Engraftment of Human MDS Samples in Xenotransplanted Mice Depends on Human Cytokines but Not Mesenchymal Stem Cells (MSC)

Background: Myelodysplastic syndromes (MDS) are a heterogeneous group of diseases with limited treatment options. Development of a patient derived xenotransplantation model for pre-clinical studies is a priority goal in the field. It has been hypothesized that patient derived mesenchymal stem cells and/or human cytokines are necessary to establish MDS engraftment in immunocompromised mice. In this study we evaluated the ability of mesenchymal stem cells (MSC) to facilitate the engraftment process having as a goal to generate a robust patient-derived xenograft (PDX) mouse model for MDS. We also assessed the contribution of human cytokines as expressed in transgenic mice.

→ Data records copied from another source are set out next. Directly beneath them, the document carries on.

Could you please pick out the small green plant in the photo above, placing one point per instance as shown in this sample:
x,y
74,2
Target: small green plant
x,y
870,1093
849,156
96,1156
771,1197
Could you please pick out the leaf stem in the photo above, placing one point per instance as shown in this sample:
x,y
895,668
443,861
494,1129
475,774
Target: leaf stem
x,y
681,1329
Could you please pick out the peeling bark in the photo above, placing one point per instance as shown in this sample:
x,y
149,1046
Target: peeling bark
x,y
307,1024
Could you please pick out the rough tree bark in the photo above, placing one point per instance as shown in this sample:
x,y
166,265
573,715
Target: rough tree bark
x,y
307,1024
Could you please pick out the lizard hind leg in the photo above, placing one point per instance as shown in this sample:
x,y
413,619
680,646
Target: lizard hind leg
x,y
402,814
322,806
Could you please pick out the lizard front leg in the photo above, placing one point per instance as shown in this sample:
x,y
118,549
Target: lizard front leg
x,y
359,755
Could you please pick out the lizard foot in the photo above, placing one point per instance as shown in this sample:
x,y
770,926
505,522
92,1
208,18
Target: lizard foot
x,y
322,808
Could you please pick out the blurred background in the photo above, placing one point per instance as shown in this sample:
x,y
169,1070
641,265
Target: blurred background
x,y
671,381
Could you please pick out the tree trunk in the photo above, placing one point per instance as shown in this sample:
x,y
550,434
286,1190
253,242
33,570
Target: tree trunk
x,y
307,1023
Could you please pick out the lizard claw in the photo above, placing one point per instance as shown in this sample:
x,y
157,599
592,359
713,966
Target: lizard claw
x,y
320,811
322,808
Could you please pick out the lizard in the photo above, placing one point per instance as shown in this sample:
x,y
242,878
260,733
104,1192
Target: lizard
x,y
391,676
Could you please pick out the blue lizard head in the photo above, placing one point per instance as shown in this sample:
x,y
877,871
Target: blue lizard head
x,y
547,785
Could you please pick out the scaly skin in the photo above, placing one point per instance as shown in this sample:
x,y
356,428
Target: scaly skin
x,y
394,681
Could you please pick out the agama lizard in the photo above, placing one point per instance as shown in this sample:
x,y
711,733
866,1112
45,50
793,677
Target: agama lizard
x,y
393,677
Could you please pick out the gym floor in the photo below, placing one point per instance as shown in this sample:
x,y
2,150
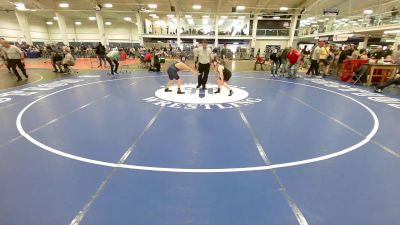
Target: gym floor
x,y
93,149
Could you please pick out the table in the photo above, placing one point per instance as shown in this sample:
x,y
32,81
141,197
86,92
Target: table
x,y
388,70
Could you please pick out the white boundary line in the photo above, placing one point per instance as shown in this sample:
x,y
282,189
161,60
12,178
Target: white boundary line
x,y
185,170
36,81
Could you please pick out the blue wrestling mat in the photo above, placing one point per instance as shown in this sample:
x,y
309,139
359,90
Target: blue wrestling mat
x,y
95,150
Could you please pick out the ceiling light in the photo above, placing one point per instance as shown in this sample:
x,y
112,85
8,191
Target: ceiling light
x,y
20,6
391,31
63,5
190,21
368,11
197,7
153,6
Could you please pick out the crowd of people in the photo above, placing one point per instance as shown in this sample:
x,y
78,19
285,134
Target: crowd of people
x,y
321,60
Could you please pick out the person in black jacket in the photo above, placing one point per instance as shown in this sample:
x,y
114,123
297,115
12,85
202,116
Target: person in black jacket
x,y
101,54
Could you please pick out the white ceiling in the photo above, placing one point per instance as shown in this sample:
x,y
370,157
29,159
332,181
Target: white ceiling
x,y
85,8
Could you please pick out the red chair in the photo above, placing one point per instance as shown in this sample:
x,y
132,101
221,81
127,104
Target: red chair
x,y
349,67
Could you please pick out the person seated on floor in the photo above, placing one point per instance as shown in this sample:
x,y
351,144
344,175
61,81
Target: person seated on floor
x,y
147,58
67,61
56,60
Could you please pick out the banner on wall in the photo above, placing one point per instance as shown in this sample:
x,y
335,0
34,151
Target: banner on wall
x,y
340,37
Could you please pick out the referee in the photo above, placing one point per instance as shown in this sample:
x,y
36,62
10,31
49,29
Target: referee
x,y
203,57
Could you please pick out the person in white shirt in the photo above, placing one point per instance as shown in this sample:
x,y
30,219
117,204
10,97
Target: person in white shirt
x,y
315,57
15,57
68,60
203,57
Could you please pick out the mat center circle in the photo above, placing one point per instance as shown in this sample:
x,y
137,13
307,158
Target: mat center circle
x,y
195,95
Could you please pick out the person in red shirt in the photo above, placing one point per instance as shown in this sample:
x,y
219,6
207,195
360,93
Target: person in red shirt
x,y
147,58
293,62
259,60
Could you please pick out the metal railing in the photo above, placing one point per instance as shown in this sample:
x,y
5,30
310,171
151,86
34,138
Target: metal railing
x,y
353,23
272,32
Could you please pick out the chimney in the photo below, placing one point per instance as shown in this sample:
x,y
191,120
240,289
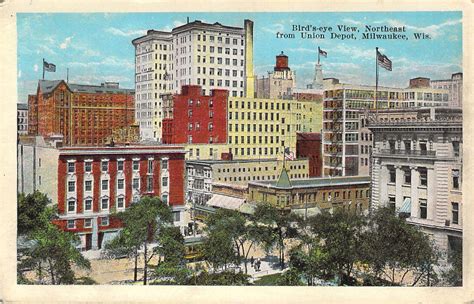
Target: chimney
x,y
249,76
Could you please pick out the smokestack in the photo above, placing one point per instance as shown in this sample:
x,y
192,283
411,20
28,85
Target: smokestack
x,y
249,76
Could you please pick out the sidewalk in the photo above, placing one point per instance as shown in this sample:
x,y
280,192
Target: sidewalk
x,y
269,265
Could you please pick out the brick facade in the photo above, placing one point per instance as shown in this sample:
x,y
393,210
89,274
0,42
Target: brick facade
x,y
309,145
79,156
195,118
82,114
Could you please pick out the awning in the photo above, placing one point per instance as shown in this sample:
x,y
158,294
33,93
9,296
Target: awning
x,y
310,211
204,208
247,208
406,207
109,236
226,202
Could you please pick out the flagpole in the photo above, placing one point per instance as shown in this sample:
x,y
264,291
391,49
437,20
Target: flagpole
x,y
376,79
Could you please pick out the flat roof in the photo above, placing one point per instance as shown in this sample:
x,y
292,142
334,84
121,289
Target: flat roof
x,y
223,161
317,182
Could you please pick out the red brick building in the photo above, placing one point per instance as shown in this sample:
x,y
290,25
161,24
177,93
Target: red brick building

Methods: MSC from normal donors and MDS patient samples were generated and characterized using standard culture methods. NOD.Cg-Prkdcscid
Il2rgtm1Wjl/SzJ (NSG) and NOD.Cg-Prkdcscid Il2rgtm1Wjl Tg(CMV-IL3,CSF2,KITLG)1Eav/MloySzJ (NSG-S) mice were used as recipients. Mice were injected with 1 x 10⁶ bone marrow mononuclear cells (MNC) alone or in combination with 5 x 10⁵ MSC. MSC were from normal donors, from same patient as MNC (autologous), from other MDS patients or normal donors (allogeneic). All cells were injected intrafemorally. Mice were assessed for engraftment by bone marrow aspiration at 6-8, 10 weeks and at necropsy at 12-32 weeks (depending on initial assessment). Long-term engrafted samples were further assessed for presence of stem cells by secondary transplantation into NSG-S mice. 1 x 10⁶ human CD45+ cells were passaged without or with 5 x 10⁵ MSC. Secondary recipients were assessed at 12 weeks for engrafment. MDS samples represented both high risk (refractory anemia with excess blasts, RAEB)) and low risk (refractory anemia (RA), refractory cytopenia with myelodysplasia (RCMD), chronic myelomonocytic leukemia (CMML)) disease. The overall degree of engraftment was assessed by bone marrow aspiration and measurement of human CD45+ cells by means of FACS. Lymphoid, myeloid and erythroid engraftment was assessed similarly. 5 x 10⁵ MSCs from normal donors were transduced with GFP (pELNS.CBR-T2A-GFP) and intrafemorally injected into NSG mice and the presence of human MSC was evaluated by in vivo Imaging (Xenogen Spectrum system and Living Image Version 4.3 software.).

Results: 12 out of 12 injected MDS samples showed persistent human cells when assessed at 6-8 weeks. For most samples, engraftment at that time-point was low (<2%) and was not consistently influenced by the presence or absence of MSC. On week 10, 4 out of 12 injected MDS patient samples showed increased engraftment and only one showed higher engraftment levels in the mice co-transplanted with MSC. Two of these were from patients with RAEB and CMML and showed both myeloid and erythroid engraftment. Molecular analysis showed consistent engraftment of the malignant clone in 2 out of 2 patient samples tested. Overall, only 3 out of 12 patients showed long-term engraftment (> 12 weeks) and these samples were transferred to secondary animals. Secondary transplanted mice injected with selected hCD45+ cells with or without MSC showed variable engraftment levels on week 10 after injections. One of them reached long-term engraftment (>12 weeks), whereas the second gradually lost engraftment after week 10 and the third is ongoing. MSC tracking showed a gradual loss of MSC after intrafemoral injections to the point that no MSC were detected 3 weeks later. Comparison of engraftment in NSG mice to NSG-S mice (the latter producing human cytokines) showed a slight increase in engraftment at week 6 which continued at later time points.

Conclusions: Passive transfer of MDS hematopoietic cells as assessed at 6-8 weeks after intrafemoral injection is highly consistent and not dependent on MSC when total MNC fraction is used. The latter may be explained since MSC are lost within the first three weeks after injections. Direct comparison of NSG vs. NSG-S mice showed that the presence of hGM-CSF, hIL-3 and h-SCF in the NSG-S mice increased the engraftment levels. Successful long-term engraftment of MDS cells in xenotransplanted mice was achieved for one patient sample so far, indicating that MDS initiating cells can be maintained in NSG-S mice. However, establishing long-term engraftment can only be achieved with a subset of patient samples. MDS engraftment is influenced by human cytokines but not with MSC cells which may suggest that MDS does not depend on MSC's for long term growth.